2033 wird die AHV ein Defizit von 7,3 Milliarden Franken „erwirtschaften“, hieß es bisher. Vor wenigen Tagen musste diese Zahl korrigiert werden. Der Ausgabenüberschuss betrage nur vier Milliarden Franken. Wieder war es die böse Technik: Bei den Schätzmodellen hatten sich zwei falsche Berechnungsformeln eingeschlichen. Wobei man sich bei der Größenordnung von vier auf 7,3 Milliarden fragen muss, ob schlichtes Nachdenken nicht zu Zweifeln hätte führen müssen.

Falsch informiert zur Abstimmung

Wer das nun für eine reine Zahlen-Jonglage und damit eher irrelevant hält, irrt. Zur AHV werden die Schweizer immer mal wieder an die Abstimmungsurne gerufen. Im September 2022 sagte eine Mehrheit Ja zu einer Erhöhung des Rentenalters von Frauen auf 65 Jahre. Viele Befürworter ließen sich dabei von den schlechten Aussichten der Sozialwerk-Finanzen leiten. Nur dass diese eben nicht ganz so schlecht sind, wie alle glaubten – was sich aber erst zwei Jahre später zeigte.

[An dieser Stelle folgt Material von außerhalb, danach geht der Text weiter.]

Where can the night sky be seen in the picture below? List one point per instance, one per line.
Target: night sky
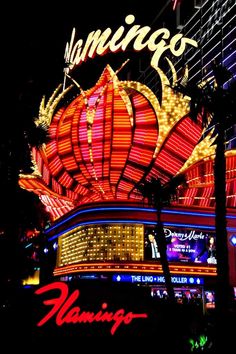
(35, 37)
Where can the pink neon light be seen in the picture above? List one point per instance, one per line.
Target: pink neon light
(64, 310)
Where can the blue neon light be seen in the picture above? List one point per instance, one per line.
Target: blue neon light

Es liegt eine gewisse Ironie darin, dass eine direkte Demokratie wie die Schweiz unter solchen Fehlern mehr leidet als Staaten, die den Bürger lieber gar nicht erst mitreden lassen. Das Schweizer Stimmvolk geht im sicheren Gefühl an die Abstimmungsurne, sich gut informiert ein Bild der Gesamtlage gemacht zu haben. Wenn allerdings die Basis dieser Information in Form von falschen Prognosen fehlerhaft ist, bleibt jede sorgfältige Auseinandersetzung mit der Materie vergebens.

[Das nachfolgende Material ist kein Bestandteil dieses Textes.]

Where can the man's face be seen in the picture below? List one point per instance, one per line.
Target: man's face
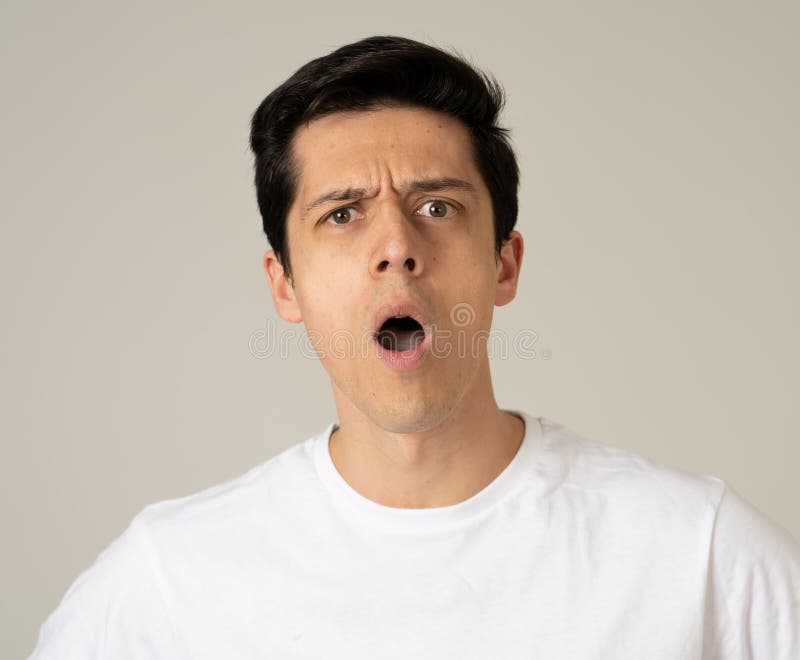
(391, 217)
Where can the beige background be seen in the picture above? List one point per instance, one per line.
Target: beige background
(659, 151)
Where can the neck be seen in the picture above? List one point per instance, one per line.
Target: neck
(439, 466)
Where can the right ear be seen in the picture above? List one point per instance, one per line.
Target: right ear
(282, 290)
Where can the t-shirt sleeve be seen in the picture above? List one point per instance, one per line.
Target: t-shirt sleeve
(114, 610)
(752, 607)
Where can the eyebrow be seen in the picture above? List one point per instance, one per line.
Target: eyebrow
(435, 184)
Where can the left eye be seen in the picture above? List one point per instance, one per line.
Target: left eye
(437, 208)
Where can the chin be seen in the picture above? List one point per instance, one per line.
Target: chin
(410, 416)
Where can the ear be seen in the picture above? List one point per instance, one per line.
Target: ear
(509, 263)
(282, 289)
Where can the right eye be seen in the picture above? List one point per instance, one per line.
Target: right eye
(342, 216)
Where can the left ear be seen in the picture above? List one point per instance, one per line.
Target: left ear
(508, 264)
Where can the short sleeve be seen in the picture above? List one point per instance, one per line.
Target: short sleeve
(114, 610)
(752, 609)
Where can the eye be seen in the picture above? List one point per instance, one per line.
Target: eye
(437, 208)
(342, 216)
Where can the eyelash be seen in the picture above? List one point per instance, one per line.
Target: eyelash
(451, 207)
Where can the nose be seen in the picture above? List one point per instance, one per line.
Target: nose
(397, 247)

Wer nun nach personellen Konsequenzen aus solchen Pannen fragt: Die gibt es hierzulande so gut wie nie. Man muss als leitender Bundesbeamter schon die sprichwörtlichen goldenen Löffel klauen, um höflich zum Abgang gebeten zu werden. Ein paar Stufen weiter unten in der Hierarchie reicht schon weit weniger für eine Kündigung. Mehr Macht bedeutet eben nicht zwingend, dass man auch mehr Verantwortung übernehmen muss.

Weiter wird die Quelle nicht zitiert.